Leigh Ann Hester, Sergeant First Class, U.S. Army
Sfc. Hester is one of the few women to be awarded for valor in close-quarters combat.
Leigh Ann Hester was a sergeant with the National Guard’s Kentucky-based 617th Military Police Company when she was deployed to Iraq, and in 2005, she was scanning and clearing a route for a supply convoy near Baghdad when her squad was ambushed by enemy fire.
She was trained for this, as it was a risk that came with her daily job in Iraq. Thus, when they became under attack, she knew exactly what to do. She directed her team away from the enemy’s intense fire and into a flanking position that exposed multiple irrigation ditches and an orchard that the enemies were using to stage the attack.

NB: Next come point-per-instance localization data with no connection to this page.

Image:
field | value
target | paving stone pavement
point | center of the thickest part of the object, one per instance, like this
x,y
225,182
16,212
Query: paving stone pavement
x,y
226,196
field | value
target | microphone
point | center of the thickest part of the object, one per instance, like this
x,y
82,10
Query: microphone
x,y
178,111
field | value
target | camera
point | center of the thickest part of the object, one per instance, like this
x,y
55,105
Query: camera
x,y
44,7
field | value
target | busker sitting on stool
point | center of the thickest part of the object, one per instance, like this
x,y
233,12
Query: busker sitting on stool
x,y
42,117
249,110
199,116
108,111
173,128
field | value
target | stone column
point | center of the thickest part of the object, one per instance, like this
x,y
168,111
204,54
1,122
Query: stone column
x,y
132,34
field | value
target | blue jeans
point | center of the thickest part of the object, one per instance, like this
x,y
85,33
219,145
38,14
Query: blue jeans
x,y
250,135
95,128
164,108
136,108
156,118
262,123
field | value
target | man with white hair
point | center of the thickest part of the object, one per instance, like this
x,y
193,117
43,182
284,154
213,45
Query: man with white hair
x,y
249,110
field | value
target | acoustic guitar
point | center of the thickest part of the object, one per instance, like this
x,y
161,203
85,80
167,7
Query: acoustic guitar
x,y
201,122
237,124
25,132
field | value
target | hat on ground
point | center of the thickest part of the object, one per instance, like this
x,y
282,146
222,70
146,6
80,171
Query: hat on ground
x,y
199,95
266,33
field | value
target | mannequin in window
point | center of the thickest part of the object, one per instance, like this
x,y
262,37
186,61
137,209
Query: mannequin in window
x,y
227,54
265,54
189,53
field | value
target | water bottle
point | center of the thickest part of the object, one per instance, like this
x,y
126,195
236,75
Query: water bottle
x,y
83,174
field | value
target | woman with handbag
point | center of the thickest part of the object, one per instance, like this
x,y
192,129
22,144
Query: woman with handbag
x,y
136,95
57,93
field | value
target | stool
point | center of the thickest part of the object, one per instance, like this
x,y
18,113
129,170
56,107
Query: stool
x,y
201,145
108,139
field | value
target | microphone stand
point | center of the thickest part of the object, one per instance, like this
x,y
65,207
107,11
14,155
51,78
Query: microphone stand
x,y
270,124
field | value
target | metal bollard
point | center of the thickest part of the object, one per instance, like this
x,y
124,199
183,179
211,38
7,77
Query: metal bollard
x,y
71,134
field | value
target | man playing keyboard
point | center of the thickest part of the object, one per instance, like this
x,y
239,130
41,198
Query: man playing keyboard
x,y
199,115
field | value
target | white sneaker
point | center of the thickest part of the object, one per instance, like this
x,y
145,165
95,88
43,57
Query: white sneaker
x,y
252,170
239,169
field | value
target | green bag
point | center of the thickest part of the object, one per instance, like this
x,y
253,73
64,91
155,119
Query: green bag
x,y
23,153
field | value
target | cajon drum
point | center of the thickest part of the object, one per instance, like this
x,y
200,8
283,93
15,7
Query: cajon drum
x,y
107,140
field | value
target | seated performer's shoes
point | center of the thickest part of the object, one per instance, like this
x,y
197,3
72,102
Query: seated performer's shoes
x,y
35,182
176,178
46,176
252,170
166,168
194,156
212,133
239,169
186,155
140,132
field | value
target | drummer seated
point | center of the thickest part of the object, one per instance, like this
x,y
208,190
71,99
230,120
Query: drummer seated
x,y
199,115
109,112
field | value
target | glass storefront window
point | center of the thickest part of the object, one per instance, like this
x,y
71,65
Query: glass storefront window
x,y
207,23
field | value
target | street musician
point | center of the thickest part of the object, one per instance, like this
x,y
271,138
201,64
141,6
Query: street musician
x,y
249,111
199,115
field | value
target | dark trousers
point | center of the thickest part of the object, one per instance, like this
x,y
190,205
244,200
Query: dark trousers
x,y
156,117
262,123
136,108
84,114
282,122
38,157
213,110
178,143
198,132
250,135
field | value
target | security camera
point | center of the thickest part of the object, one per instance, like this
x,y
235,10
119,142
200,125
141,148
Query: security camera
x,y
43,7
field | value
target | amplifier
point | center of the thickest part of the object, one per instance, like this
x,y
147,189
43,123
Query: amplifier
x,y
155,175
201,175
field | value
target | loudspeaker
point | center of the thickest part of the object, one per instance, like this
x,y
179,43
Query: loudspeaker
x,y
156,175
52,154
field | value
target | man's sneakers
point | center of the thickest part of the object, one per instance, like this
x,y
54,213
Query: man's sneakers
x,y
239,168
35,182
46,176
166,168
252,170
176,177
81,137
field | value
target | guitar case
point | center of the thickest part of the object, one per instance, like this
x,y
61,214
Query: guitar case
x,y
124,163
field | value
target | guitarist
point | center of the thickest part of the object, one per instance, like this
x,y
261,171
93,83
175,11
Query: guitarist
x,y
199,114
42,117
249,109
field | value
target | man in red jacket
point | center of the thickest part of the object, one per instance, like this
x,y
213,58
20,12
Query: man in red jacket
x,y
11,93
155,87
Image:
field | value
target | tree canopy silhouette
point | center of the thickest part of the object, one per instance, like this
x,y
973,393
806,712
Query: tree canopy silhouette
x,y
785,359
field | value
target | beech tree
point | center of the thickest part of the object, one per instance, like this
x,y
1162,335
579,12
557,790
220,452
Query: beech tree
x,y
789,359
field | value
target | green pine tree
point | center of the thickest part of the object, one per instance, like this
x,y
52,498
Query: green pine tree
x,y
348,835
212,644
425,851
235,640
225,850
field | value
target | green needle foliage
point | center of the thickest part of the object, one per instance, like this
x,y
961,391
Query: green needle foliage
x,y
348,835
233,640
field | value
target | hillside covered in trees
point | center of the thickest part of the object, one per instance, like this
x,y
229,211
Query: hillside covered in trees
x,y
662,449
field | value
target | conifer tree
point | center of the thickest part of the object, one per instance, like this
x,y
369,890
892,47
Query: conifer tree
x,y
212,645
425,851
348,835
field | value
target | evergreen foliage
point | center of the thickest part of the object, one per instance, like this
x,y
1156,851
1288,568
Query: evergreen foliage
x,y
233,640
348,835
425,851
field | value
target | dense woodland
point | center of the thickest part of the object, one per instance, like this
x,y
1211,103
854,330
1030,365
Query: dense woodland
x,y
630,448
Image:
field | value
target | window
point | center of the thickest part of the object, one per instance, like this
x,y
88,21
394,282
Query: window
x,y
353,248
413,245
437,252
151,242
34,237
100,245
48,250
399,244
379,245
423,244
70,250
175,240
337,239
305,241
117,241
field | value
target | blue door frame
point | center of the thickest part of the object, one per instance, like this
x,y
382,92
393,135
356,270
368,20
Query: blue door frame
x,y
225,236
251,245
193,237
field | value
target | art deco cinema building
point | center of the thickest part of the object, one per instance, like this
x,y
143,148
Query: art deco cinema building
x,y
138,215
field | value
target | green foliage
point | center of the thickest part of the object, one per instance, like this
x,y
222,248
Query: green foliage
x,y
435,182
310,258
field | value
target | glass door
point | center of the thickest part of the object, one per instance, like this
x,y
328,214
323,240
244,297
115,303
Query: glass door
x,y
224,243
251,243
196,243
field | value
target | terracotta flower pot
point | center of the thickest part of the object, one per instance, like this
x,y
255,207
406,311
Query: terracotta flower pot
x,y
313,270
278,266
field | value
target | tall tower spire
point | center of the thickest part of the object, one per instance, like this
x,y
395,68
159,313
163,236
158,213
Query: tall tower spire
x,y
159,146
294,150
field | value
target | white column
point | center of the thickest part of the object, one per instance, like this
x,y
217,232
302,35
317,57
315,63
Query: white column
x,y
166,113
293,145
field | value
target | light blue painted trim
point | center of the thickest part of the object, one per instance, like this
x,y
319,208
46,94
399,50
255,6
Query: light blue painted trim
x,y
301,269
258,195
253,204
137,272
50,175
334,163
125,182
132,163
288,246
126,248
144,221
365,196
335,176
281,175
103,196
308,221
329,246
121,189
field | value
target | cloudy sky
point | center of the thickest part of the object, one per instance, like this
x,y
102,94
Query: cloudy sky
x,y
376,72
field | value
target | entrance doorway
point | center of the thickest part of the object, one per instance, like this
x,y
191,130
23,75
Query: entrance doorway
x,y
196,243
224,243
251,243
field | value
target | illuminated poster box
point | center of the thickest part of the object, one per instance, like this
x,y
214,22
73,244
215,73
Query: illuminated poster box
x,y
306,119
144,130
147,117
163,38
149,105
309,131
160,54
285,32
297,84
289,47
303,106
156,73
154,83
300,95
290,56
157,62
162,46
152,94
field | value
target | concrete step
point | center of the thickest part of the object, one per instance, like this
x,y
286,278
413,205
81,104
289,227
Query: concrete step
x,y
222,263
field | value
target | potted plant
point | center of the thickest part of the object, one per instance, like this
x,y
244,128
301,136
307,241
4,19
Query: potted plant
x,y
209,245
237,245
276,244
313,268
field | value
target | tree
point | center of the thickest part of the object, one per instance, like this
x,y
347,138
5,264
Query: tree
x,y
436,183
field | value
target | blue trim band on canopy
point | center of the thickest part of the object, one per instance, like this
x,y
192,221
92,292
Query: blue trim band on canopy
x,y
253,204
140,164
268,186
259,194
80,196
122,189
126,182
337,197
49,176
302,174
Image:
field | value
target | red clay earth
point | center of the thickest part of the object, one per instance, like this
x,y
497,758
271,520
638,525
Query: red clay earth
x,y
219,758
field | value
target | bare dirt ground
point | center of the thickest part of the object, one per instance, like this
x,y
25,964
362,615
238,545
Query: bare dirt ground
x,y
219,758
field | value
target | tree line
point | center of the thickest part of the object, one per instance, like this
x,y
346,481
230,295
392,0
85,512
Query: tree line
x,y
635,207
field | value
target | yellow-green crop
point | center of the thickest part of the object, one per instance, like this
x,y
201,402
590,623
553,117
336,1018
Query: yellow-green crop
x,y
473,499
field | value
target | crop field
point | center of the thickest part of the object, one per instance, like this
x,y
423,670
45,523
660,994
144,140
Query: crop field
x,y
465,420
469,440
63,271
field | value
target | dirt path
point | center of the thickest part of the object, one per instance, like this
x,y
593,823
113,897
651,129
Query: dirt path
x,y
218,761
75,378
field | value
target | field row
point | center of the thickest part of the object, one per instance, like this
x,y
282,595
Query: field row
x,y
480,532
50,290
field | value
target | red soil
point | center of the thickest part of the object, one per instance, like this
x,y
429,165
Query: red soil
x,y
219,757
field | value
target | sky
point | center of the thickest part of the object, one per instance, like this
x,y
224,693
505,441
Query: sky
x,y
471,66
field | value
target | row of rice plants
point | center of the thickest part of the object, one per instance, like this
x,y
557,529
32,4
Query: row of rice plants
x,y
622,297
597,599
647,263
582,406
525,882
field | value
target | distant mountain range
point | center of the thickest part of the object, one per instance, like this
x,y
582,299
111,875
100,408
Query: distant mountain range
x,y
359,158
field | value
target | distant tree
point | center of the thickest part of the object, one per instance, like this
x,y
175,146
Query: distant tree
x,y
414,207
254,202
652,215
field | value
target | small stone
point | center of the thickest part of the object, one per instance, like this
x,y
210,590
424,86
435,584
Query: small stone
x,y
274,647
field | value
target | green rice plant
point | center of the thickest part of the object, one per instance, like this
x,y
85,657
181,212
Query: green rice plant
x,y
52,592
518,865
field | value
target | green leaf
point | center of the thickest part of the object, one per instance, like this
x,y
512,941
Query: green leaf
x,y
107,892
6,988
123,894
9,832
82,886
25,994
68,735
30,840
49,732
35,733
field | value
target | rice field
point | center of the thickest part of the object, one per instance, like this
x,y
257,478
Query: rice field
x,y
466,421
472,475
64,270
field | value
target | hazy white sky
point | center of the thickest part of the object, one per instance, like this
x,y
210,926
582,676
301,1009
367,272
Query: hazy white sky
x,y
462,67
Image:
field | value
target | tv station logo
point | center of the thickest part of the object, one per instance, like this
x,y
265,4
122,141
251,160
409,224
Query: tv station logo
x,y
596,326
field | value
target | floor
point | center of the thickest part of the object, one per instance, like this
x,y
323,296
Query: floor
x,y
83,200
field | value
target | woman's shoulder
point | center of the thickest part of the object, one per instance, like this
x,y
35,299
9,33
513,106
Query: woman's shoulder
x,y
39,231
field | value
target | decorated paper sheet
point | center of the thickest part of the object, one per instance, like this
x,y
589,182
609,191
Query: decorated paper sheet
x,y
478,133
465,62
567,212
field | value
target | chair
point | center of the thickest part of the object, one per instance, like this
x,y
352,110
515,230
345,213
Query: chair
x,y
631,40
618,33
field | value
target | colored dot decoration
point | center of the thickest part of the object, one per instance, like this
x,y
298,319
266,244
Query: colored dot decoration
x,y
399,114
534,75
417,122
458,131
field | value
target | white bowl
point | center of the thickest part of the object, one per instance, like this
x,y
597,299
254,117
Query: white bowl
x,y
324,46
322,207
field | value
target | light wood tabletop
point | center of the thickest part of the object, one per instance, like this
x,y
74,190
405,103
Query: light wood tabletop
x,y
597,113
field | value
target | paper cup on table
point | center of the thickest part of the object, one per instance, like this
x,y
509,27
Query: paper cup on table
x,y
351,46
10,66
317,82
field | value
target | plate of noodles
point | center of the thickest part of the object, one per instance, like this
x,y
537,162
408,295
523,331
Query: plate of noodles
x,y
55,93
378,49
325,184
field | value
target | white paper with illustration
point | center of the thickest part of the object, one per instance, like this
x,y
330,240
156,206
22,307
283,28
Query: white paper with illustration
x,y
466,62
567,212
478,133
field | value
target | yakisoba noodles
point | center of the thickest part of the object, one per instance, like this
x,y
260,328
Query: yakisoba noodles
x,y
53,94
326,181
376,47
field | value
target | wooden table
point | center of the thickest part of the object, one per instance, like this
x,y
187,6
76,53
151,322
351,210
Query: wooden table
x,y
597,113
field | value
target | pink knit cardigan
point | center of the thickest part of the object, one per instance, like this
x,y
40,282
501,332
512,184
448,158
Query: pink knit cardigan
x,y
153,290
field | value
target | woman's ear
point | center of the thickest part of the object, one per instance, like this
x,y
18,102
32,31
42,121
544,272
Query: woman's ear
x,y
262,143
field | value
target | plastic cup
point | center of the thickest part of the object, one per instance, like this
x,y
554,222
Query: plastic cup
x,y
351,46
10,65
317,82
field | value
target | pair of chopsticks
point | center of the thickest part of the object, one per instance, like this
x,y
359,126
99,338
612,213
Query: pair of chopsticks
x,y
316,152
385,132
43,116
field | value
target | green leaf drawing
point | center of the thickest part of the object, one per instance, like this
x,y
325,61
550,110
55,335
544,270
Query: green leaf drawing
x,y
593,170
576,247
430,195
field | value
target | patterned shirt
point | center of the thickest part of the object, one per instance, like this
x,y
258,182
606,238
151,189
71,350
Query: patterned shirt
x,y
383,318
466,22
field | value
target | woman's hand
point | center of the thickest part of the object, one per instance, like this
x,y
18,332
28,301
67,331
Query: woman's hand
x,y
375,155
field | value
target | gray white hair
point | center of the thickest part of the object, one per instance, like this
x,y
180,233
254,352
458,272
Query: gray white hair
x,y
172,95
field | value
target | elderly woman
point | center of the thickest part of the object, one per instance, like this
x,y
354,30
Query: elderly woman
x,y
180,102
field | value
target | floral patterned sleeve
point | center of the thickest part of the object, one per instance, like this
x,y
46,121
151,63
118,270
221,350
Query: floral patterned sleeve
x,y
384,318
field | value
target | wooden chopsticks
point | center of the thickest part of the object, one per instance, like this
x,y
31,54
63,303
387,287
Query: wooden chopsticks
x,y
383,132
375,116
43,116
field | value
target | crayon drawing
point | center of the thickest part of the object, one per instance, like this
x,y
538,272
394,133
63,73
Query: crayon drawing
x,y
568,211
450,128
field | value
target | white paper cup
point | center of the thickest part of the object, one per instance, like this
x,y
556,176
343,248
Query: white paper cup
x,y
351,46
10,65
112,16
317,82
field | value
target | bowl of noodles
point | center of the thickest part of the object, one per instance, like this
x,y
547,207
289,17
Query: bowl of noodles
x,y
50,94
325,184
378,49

She was initially directing fire, then began fighting on foot. Sgt. Hester displayed incredible bravery as she had walked directly into the line of fire to kill at least three enemy combatants at close range, resulting in numerous convoy members lives saved. With thirty-three insurgents killed or wounded and one captured, every member of her unit survived.
Her heroic actions led her to become the first woman since World War II to earn the Silver Star Medal and the very first to ever earn it for combat valor.
Sgt. Hester separated from the National Guard and became a police officer after she returned to the United States; a job she had wanted since childhood. But she enjoyed being a soldier so much so, that she rejoined the National Guard shortly after.
In 2014, she spent 18 months in Afghanistan, where she was promoted to sergeant first class. And in 2017, she was sent to the Virgin Islands as part of the international humanitarian effort in the wake of Hurricane Maria.